Development of new proxies for sulfurization and paleo-environmental conditions using a Rock-Eval coupled to MC-ICPMS

The sulfur (S) cycle is directly linked to the global carbon and iron cycles. Sulfur plays an important role in the preservation of organic matter (OM) over geological time scales. Assimilatory and dissimilatory sulfate reductions (ASR and DSR, respectively) are the main processes shaping the sulfur cycle and carry different sulfur isotopic fractionation (-1 to -3 ‰, and -20 to -75 ‰, respectively). The reduced S species produced by DSR react during early diagenesis with OM (sulfurization) to form organic-S, and/or with iron (Fe) to form pyrite. Although in most cases organic- and pyritic-S have a common origin (i.e., DSR), organic-S in marine sediments is typically ³⁴S enriched relative to its co-existing pyrite by up to 40 ‰ (global average is ~10‰). This isotopic difference is assumed to depend on specific paleo-environmental conditions and different sulfurization pathways (open-closed system for sulfate, Fe availability, redox state, OM type, etc.). Different sulfurization pathways may affect the type and distribution of S-bonds in sedimentary OM and thus can strongly affect the structure and character of sedimentary OM.

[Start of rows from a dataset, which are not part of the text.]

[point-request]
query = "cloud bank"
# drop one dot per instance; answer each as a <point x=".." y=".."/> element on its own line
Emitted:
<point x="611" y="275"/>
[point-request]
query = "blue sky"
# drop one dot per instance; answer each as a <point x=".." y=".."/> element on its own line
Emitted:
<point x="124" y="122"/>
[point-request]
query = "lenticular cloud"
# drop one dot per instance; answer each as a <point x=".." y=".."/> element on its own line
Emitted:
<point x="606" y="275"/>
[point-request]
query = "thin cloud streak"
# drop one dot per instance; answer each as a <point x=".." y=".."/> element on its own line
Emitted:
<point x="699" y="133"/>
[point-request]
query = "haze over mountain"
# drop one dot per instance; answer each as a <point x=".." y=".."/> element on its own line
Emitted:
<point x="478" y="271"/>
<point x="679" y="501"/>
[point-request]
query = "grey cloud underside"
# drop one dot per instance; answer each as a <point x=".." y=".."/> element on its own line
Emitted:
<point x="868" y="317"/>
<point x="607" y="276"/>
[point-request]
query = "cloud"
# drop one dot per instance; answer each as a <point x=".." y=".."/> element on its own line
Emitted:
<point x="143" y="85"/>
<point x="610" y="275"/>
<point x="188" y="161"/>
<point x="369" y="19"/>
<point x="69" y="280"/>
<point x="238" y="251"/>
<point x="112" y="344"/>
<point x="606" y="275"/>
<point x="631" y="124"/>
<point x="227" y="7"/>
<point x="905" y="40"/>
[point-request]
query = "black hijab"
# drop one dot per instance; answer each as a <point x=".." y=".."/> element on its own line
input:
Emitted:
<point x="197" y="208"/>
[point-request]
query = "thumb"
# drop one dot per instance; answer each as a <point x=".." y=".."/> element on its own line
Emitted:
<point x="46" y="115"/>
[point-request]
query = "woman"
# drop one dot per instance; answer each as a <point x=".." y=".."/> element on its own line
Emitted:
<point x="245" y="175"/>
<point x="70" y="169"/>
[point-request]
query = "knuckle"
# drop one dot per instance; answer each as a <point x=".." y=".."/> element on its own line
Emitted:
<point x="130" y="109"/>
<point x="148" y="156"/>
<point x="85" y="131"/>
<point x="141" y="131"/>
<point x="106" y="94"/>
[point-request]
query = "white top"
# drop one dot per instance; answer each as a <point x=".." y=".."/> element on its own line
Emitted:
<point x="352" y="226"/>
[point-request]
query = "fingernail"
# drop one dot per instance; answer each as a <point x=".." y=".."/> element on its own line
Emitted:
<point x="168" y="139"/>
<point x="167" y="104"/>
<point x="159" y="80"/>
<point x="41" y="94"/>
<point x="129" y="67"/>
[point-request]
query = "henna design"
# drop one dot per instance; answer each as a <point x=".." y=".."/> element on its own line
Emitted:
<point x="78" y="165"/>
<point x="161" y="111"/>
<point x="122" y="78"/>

Recently, new instrumentations and methods were developed for the rapid determination of organic- and pyritic-S concentrations and δ³⁴S values using a Rock-Eval analyzer (RE) coupled to a MC-ICPMS. A new parameter, Tmax-S (the temperature at maximum peak of organic-S generation), was suggested to represent the organic-S thermal stability in pyrolysis conditions. Applying this parameter to thirteen organically rich and thermally immature samples of various geological settings and paleo-environmental origins revealed several interesting empirical correlations. The Tmax-S value was found to differ among the rocks and to linearly correlate (R²=0.98) with the percentage of pyrolyzed organic-S out of the total organic-S in the rock. Moreover, Tmax-S was strongly correlated with the distribution of sulfidic and thiophene compounds in the rock (R²=0.87). This suggests that Tmax-S may be used as a tool to evaluate the distribution of different S-bonds in the organic molecule, and, as a proxy, their sulfurization and paleoenvironmental conditions.

The rock samples' Tmax-S values also correlate with their isotopic difference between organic- and pyritic-S (Δ³⁴S_{organic-pyrite}; R²=0.76). The Δ³⁴S_{organic-pyrite} values of the rocks extended between 1 to 40‰ where marine samples characterized by low Tmax-S values (~400-450 °C) and large Δ³⁴S_{organic-pyrite} values (~20-40‰) and lacustrine samples by high Tmax-S values (~450-480 °C) and small Δ³⁴S_{organic-pyrite} values (~1-5‰). This correlation further supports the link between paleo-environmental conditions, specific sulfurization pathways, and the organic-S structures (represented by Tmax-S). It may shed light on some fundamental questions regarding the role of S isotopic distribution between pyrite and OM during deposition and diagenesis.